Rule 3: Negative thoughts are normal. Don’t fight them; defuse them.
Rule 4: Self-Acceptance trumps self-esteem.
Rule 5: Hold your values lightly, but pursue them vigorously.
Rule 6: True success is living by your values.
Rule 7: Don’t obsess about the outcome; get passionate about the process.
To be honest, I think an insightful reader could decipher the meaning of those rules without much exposition and you could imagine how one flows into the others, but Harris goes into plenty of detail. The most interesting one, I think, was the contrast between self-acceptance and self-esteem. Self-esteem is just what you’re thinking of yourself. Self-acceptance is what you’re thinking of what you’re thinking about yourself. We’ll just call that a poetic summary. Negative thoughts are a reality for human beings, we can’t eliminate them. The problem isn’t negative thoughts though, it’s “fusing” with our negative thoughts and seeing them as who we are. Negative thoughts can obliterate your self-esteem. But self-acceptance, on the other hand, sees those thoughts as just something that’s happening and is perfectly natural.

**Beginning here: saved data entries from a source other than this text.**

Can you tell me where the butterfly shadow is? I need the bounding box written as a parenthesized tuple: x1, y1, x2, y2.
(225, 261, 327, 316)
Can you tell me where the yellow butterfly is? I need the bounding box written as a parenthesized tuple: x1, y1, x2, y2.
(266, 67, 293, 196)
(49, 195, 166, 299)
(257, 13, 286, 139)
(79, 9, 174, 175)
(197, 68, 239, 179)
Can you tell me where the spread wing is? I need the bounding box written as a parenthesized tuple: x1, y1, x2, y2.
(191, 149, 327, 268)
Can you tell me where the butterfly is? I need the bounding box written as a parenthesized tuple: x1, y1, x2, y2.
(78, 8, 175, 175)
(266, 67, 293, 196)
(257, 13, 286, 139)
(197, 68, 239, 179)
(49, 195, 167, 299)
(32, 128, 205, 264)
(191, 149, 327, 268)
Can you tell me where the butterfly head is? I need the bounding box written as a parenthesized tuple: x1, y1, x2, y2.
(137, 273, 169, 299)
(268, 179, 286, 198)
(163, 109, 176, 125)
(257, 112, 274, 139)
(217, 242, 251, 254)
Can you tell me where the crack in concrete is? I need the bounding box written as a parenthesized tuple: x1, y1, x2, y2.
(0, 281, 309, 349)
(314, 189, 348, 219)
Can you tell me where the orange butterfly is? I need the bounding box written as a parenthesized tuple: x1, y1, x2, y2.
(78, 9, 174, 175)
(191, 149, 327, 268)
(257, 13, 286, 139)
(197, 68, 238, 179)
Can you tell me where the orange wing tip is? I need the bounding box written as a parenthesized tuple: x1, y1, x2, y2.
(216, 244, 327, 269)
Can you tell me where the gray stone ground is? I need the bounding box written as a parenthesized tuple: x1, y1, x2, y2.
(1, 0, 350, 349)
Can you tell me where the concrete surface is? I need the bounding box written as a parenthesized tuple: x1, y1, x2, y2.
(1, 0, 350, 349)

The book was ultimately an excellent read. It’s inspiring, too. Believing that you can do positive things, live by your values, and achieve your goals, is half the battle and a lot of people have given up. They want to be someone who exercises creativity, but they don’t make time. They want to be a hard worker, but they regularly miss meetings. They want to be an honest person, but they lie when situations get tough. When you’re in a state of “fusion” with your thoughts, improving yourself to your own standards seems maddeningly complex, and I think for a lot of people, just having a better picture of how all this mental machinery is working, would make a significant difference, if at least to show there’s a path from a to b.
When mindfulness, values, and committed action come together, they give rise to psychological flexibility, the ability to take effective action, guided by values, with awareness, openness, and focus.